Questa particolare forma del territorio non si osserva ovunque poiché la natura del materiale sottostante il blocco, debole e poco coeso, può portarlo al collasso. Solo con il tempo la colonna può raggiungere caratteristiche di coesione e solidità  tali da permettere di sostenere il peso del blocco nel tempo. 
Tuttavia non è così sbagliato chiamarli "visi pallidi": come gli indiani, durante la bella stagione sono nascosti dalla folta vegetazione e per osservarli è necessario abbandonare il sentiero. Ma noi sappiamo dove andare perchè la zona la conosciamo piuttosto bene. 
E così, dopo aver "scoperto" i "visi pallidi", continuiamo il nostro percorso fuori sentiero ed attraversiamo agevolmente il torrente per raggiungere la fine ( per noi l'inizio) della faggeta sull'altra sponda. Non so perchè finisca proprio in quel punto: probabilmente a causa di antichi tagli su versanti troppo impervi e dissestati, dove la copertura boschiva naturale stenta a ricostituirsi , o forse per colpa dei visi pallidi che abitano lì. All'interno del maestoso bosco si cammina bene, l'ombra delle piante inibisce la crescita di erbe ed arbusti, e così in poco tempo raggiungiamo la passerella in legno, che attraversiamo riportandoci sul sentiero per cominciare la discesa. Un rapido sguardo al giallo della fioritura della Caltha Palustris nella zona di risorgiva, quest'anno a dire il vero un pò frazionata nel tempo e meno spettacolare del solito, e poi arriviamo a Veso.

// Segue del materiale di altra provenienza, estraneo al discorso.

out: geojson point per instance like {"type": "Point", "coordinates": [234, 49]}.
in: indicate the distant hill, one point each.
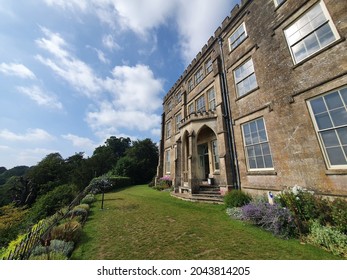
{"type": "Point", "coordinates": [15, 171]}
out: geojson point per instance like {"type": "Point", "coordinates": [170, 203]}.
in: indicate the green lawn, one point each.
{"type": "Point", "coordinates": [139, 223]}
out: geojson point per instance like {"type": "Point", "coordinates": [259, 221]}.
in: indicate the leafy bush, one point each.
{"type": "Point", "coordinates": [78, 212]}
{"type": "Point", "coordinates": [339, 215]}
{"type": "Point", "coordinates": [69, 231]}
{"type": "Point", "coordinates": [236, 198]}
{"type": "Point", "coordinates": [53, 201]}
{"type": "Point", "coordinates": [88, 199]}
{"type": "Point", "coordinates": [107, 183]}
{"type": "Point", "coordinates": [235, 213]}
{"type": "Point", "coordinates": [56, 246]}
{"type": "Point", "coordinates": [10, 223]}
{"type": "Point", "coordinates": [306, 207]}
{"type": "Point", "coordinates": [99, 185]}
{"type": "Point", "coordinates": [12, 246]}
{"type": "Point", "coordinates": [328, 238]}
{"type": "Point", "coordinates": [49, 256]}
{"type": "Point", "coordinates": [119, 182]}
{"type": "Point", "coordinates": [273, 218]}
{"type": "Point", "coordinates": [163, 183]}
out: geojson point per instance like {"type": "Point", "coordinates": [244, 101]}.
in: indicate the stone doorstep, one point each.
{"type": "Point", "coordinates": [199, 197]}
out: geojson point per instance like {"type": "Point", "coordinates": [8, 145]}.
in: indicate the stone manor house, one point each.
{"type": "Point", "coordinates": [263, 106]}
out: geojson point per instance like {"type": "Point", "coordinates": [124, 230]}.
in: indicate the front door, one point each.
{"type": "Point", "coordinates": [204, 160]}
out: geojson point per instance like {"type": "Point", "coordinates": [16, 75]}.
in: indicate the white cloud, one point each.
{"type": "Point", "coordinates": [40, 97]}
{"type": "Point", "coordinates": [195, 30]}
{"type": "Point", "coordinates": [196, 19]}
{"type": "Point", "coordinates": [136, 95]}
{"type": "Point", "coordinates": [77, 73]}
{"type": "Point", "coordinates": [69, 4]}
{"type": "Point", "coordinates": [15, 69]}
{"type": "Point", "coordinates": [31, 135]}
{"type": "Point", "coordinates": [109, 42]}
{"type": "Point", "coordinates": [80, 142]}
{"type": "Point", "coordinates": [101, 55]}
{"type": "Point", "coordinates": [108, 119]}
{"type": "Point", "coordinates": [136, 88]}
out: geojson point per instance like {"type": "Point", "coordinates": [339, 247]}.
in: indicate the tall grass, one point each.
{"type": "Point", "coordinates": [141, 223]}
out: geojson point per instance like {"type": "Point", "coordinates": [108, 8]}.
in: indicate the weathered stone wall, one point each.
{"type": "Point", "coordinates": [281, 97]}
{"type": "Point", "coordinates": [283, 89]}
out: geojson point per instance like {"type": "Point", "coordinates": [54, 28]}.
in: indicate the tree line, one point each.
{"type": "Point", "coordinates": [28, 194]}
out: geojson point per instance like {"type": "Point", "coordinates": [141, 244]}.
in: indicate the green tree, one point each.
{"type": "Point", "coordinates": [48, 173]}
{"type": "Point", "coordinates": [140, 162]}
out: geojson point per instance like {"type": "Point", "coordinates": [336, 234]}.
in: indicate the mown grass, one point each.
{"type": "Point", "coordinates": [139, 223]}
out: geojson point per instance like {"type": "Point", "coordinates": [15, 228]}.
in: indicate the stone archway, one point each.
{"type": "Point", "coordinates": [207, 152]}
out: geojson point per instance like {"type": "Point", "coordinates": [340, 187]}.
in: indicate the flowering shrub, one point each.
{"type": "Point", "coordinates": [273, 218]}
{"type": "Point", "coordinates": [88, 199]}
{"type": "Point", "coordinates": [236, 198]}
{"type": "Point", "coordinates": [164, 183]}
{"type": "Point", "coordinates": [303, 204]}
{"type": "Point", "coordinates": [56, 246]}
{"type": "Point", "coordinates": [328, 238]}
{"type": "Point", "coordinates": [235, 212]}
{"type": "Point", "coordinates": [306, 207]}
{"type": "Point", "coordinates": [99, 184]}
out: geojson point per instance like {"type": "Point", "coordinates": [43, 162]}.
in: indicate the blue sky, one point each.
{"type": "Point", "coordinates": [75, 72]}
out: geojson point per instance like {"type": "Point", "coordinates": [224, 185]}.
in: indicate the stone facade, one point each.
{"type": "Point", "coordinates": [263, 106]}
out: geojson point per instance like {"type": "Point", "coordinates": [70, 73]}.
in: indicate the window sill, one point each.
{"type": "Point", "coordinates": [262, 173]}
{"type": "Point", "coordinates": [318, 52]}
{"type": "Point", "coordinates": [246, 94]}
{"type": "Point", "coordinates": [336, 172]}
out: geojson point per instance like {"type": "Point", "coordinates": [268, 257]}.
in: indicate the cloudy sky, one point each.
{"type": "Point", "coordinates": [74, 72]}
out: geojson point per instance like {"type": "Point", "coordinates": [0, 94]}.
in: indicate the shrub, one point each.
{"type": "Point", "coordinates": [235, 213]}
{"type": "Point", "coordinates": [69, 231]}
{"type": "Point", "coordinates": [56, 246]}
{"type": "Point", "coordinates": [328, 238]}
{"type": "Point", "coordinates": [339, 215]}
{"type": "Point", "coordinates": [88, 199]}
{"type": "Point", "coordinates": [307, 207]}
{"type": "Point", "coordinates": [302, 203]}
{"type": "Point", "coordinates": [107, 183]}
{"type": "Point", "coordinates": [82, 206]}
{"type": "Point", "coordinates": [163, 183]}
{"type": "Point", "coordinates": [273, 218]}
{"type": "Point", "coordinates": [11, 222]}
{"type": "Point", "coordinates": [49, 256]}
{"type": "Point", "coordinates": [119, 182]}
{"type": "Point", "coordinates": [236, 198]}
{"type": "Point", "coordinates": [79, 212]}
{"type": "Point", "coordinates": [51, 202]}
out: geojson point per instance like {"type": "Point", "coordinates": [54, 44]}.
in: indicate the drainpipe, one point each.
{"type": "Point", "coordinates": [229, 122]}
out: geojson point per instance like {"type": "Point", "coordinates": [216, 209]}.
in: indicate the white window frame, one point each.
{"type": "Point", "coordinates": [190, 84]}
{"type": "Point", "coordinates": [170, 105]}
{"type": "Point", "coordinates": [208, 66]}
{"type": "Point", "coordinates": [278, 2]}
{"type": "Point", "coordinates": [199, 75]}
{"type": "Point", "coordinates": [258, 149]}
{"type": "Point", "coordinates": [211, 99]}
{"type": "Point", "coordinates": [301, 38]}
{"type": "Point", "coordinates": [215, 154]}
{"type": "Point", "coordinates": [239, 38]}
{"type": "Point", "coordinates": [243, 75]}
{"type": "Point", "coordinates": [178, 97]}
{"type": "Point", "coordinates": [167, 161]}
{"type": "Point", "coordinates": [191, 108]}
{"type": "Point", "coordinates": [200, 104]}
{"type": "Point", "coordinates": [168, 129]}
{"type": "Point", "coordinates": [335, 129]}
{"type": "Point", "coordinates": [178, 119]}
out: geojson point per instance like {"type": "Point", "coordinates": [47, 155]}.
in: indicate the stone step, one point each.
{"type": "Point", "coordinates": [199, 198]}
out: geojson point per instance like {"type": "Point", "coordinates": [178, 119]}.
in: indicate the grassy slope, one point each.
{"type": "Point", "coordinates": [139, 223]}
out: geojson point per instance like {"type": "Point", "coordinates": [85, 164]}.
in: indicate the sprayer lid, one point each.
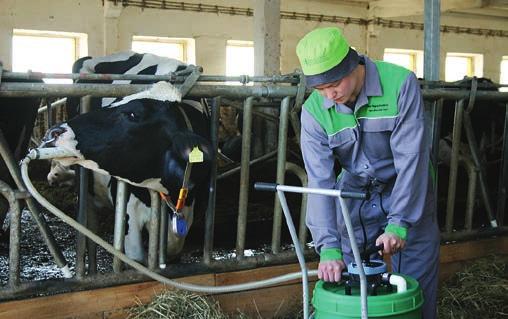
{"type": "Point", "coordinates": [330, 301]}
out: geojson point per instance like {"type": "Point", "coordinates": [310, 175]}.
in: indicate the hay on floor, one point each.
{"type": "Point", "coordinates": [478, 291]}
{"type": "Point", "coordinates": [177, 304]}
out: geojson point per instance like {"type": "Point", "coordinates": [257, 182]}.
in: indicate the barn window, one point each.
{"type": "Point", "coordinates": [410, 59]}
{"type": "Point", "coordinates": [503, 79]}
{"type": "Point", "coordinates": [239, 58]}
{"type": "Point", "coordinates": [181, 49]}
{"type": "Point", "coordinates": [56, 51]}
{"type": "Point", "coordinates": [458, 65]}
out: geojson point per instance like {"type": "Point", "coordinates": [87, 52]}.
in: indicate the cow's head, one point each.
{"type": "Point", "coordinates": [144, 141]}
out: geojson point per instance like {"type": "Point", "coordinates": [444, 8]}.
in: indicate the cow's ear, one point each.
{"type": "Point", "coordinates": [184, 142]}
{"type": "Point", "coordinates": [173, 170]}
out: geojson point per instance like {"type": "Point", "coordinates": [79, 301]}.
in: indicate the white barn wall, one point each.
{"type": "Point", "coordinates": [211, 31]}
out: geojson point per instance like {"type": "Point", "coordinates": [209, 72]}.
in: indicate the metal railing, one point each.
{"type": "Point", "coordinates": [286, 91]}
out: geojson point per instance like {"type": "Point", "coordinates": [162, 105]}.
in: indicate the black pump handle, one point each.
{"type": "Point", "coordinates": [268, 187]}
{"type": "Point", "coordinates": [355, 195]}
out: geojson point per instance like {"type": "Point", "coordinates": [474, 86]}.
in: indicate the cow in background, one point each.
{"type": "Point", "coordinates": [143, 139]}
{"type": "Point", "coordinates": [487, 119]}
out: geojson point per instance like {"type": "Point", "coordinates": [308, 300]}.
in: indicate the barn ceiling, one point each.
{"type": "Point", "coordinates": [401, 8]}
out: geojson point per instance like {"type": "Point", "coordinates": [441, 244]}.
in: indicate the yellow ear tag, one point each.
{"type": "Point", "coordinates": [196, 156]}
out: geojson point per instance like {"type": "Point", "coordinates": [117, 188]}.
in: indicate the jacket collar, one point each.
{"type": "Point", "coordinates": [371, 87]}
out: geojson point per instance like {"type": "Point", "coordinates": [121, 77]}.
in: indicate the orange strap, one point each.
{"type": "Point", "coordinates": [182, 196]}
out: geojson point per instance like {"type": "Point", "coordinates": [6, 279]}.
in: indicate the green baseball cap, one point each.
{"type": "Point", "coordinates": [325, 56]}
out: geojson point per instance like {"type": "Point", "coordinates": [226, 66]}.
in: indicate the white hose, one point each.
{"type": "Point", "coordinates": [399, 282]}
{"type": "Point", "coordinates": [139, 267]}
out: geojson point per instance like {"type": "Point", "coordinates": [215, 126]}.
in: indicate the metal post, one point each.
{"type": "Point", "coordinates": [153, 231]}
{"type": "Point", "coordinates": [471, 192]}
{"type": "Point", "coordinates": [49, 114]}
{"type": "Point", "coordinates": [210, 211]}
{"type": "Point", "coordinates": [82, 216]}
{"type": "Point", "coordinates": [15, 219]}
{"type": "Point", "coordinates": [302, 227]}
{"type": "Point", "coordinates": [503, 176]}
{"type": "Point", "coordinates": [473, 147]}
{"type": "Point", "coordinates": [431, 40]}
{"type": "Point", "coordinates": [431, 64]}
{"type": "Point", "coordinates": [244, 177]}
{"type": "Point", "coordinates": [454, 163]}
{"type": "Point", "coordinates": [281, 171]}
{"type": "Point", "coordinates": [163, 238]}
{"type": "Point", "coordinates": [46, 233]}
{"type": "Point", "coordinates": [120, 213]}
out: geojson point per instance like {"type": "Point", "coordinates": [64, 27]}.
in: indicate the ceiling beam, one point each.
{"type": "Point", "coordinates": [401, 8]}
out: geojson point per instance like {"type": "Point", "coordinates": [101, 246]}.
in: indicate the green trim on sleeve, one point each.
{"type": "Point", "coordinates": [330, 254]}
{"type": "Point", "coordinates": [400, 231]}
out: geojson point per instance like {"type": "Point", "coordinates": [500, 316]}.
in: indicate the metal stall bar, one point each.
{"type": "Point", "coordinates": [36, 215]}
{"type": "Point", "coordinates": [59, 102]}
{"type": "Point", "coordinates": [244, 177]}
{"type": "Point", "coordinates": [153, 229]}
{"type": "Point", "coordinates": [120, 90]}
{"type": "Point", "coordinates": [254, 161]}
{"type": "Point", "coordinates": [210, 211]}
{"type": "Point", "coordinates": [281, 171]}
{"type": "Point", "coordinates": [120, 217]}
{"type": "Point", "coordinates": [227, 91]}
{"type": "Point", "coordinates": [83, 208]}
{"type": "Point", "coordinates": [173, 77]}
{"type": "Point", "coordinates": [15, 220]}
{"type": "Point", "coordinates": [454, 163]}
{"type": "Point", "coordinates": [503, 176]}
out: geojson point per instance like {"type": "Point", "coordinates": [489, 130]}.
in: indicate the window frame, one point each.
{"type": "Point", "coordinates": [474, 67]}
{"type": "Point", "coordinates": [80, 39]}
{"type": "Point", "coordinates": [416, 58]}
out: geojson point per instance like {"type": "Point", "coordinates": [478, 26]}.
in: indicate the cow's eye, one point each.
{"type": "Point", "coordinates": [132, 116]}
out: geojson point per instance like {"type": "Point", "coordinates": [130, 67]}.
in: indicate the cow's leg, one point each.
{"type": "Point", "coordinates": [175, 243]}
{"type": "Point", "coordinates": [138, 215]}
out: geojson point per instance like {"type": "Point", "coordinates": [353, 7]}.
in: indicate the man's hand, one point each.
{"type": "Point", "coordinates": [331, 270]}
{"type": "Point", "coordinates": [391, 243]}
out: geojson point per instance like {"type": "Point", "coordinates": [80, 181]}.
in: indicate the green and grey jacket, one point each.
{"type": "Point", "coordinates": [381, 146]}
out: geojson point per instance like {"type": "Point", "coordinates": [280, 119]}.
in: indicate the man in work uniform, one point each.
{"type": "Point", "coordinates": [369, 116]}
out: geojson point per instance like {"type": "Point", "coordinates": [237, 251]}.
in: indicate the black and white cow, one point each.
{"type": "Point", "coordinates": [144, 139]}
{"type": "Point", "coordinates": [17, 118]}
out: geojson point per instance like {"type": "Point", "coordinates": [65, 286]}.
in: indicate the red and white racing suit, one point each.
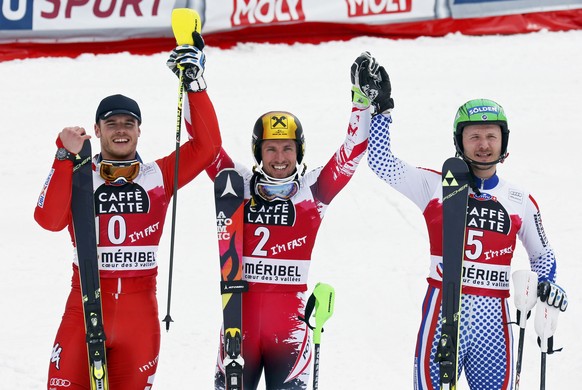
{"type": "Point", "coordinates": [129, 222]}
{"type": "Point", "coordinates": [496, 217]}
{"type": "Point", "coordinates": [279, 237]}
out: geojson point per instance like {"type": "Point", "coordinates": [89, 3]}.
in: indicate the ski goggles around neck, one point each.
{"type": "Point", "coordinates": [280, 191]}
{"type": "Point", "coordinates": [116, 171]}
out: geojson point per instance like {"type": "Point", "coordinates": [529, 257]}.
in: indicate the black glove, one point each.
{"type": "Point", "coordinates": [553, 295]}
{"type": "Point", "coordinates": [371, 84]}
{"type": "Point", "coordinates": [191, 60]}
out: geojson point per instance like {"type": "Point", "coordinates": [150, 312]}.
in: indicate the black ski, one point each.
{"type": "Point", "coordinates": [83, 210]}
{"type": "Point", "coordinates": [229, 199]}
{"type": "Point", "coordinates": [455, 184]}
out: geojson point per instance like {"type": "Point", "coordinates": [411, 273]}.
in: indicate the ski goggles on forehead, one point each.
{"type": "Point", "coordinates": [282, 191]}
{"type": "Point", "coordinates": [113, 171]}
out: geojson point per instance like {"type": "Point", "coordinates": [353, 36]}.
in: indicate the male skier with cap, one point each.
{"type": "Point", "coordinates": [131, 199]}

Nella vecchia scuola non c'è nessuno, del resto è domenica, però non ci sono nemmeno banchi e cattedra: ah già, queste borgate sono ormai abbandonate dagli anni 60' del secolo scorso e la scuola è chiusa da un pezzo. Visto che non c'è nessuno in giro, andiamo a farci un giro in centro a Balmetta, se non altro nella vecchia vasca l'acqua non manca mai,si vede che era stata progettata bene.
C'è spazio anche per un incontro botanico particolare, un' Arabis glabra... non è certamente il fiore più bello che abbiamo mai visto, ma è una specie rara ( anche la foto non è delle migliori).
Nel frattempo si è fatta ora di pranzo, ed allora scegliamo di pranzare al fresco nelle gole dell'Eugio. Si, perchè più in basso dei Ciciu ci sono fantastiche gole con grandi pozze cristalline e cascate. Il cibo, le bevande e l'energia dell'acqua ricaricano le nostre pile e così torniamo al punto di partenza, a Cussalma.
Sono le 14,30 circa e comincia a piovere, ma noi siamo già arrivati alle macchine. Gli indiani ci hanno portato fortuna, torneremo senza dubbio ad omaggiarli in futuro.